Camera footage from an Idaho State Police trooper’s vehicle showed Bundy immediately after his arrest in April speaking directly to a state trooper.

“I will come after you – each one of you personally,” Bundy said in the video. “You know, I will. I will find where your houses are… I will get all these things. I will find.” He added that he would come for them legally.

If history is any indication, we suspect Bundy is throwing his supporters at judges, lawyers and police officers, possibly even court deputies, ordering his protesters to shout, threaten and hurl obscenities in a another tantrum because Bundy broke the rules and doesn’t want to accept the consequences of his actions like anyone else in his shoes.

And if his ‘followers’, who wear the same cloak of anarchy as him, decide to inappropriately protest and cause a ruckus about it, we can only hope there’s room in the cell. next to Bundy.

Statesman editorials are the unsigned opinion expressing the consensus of the Idaho Statesman Editorial Board.
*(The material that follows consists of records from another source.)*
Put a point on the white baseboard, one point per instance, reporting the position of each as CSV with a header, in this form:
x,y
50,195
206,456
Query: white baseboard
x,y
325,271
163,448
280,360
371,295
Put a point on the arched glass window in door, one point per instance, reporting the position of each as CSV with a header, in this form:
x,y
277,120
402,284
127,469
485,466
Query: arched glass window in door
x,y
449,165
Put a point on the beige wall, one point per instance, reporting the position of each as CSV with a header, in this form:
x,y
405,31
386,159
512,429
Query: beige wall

Board members are Opinion Editor Scott McIntosh, Opinion Writer Bryan Clark, Editor-in-Chief Chadd Cripe, Newsroom Editors Dana Oland and Jim Keyser, and members of the JJ Saldaña and Christy Perry community.

News Today Usa News

Yahoo

Not all news on the site expresses the point of view of the site, but we transmit this news automatically and translate it through programmatic technology on the site and not from a human editor.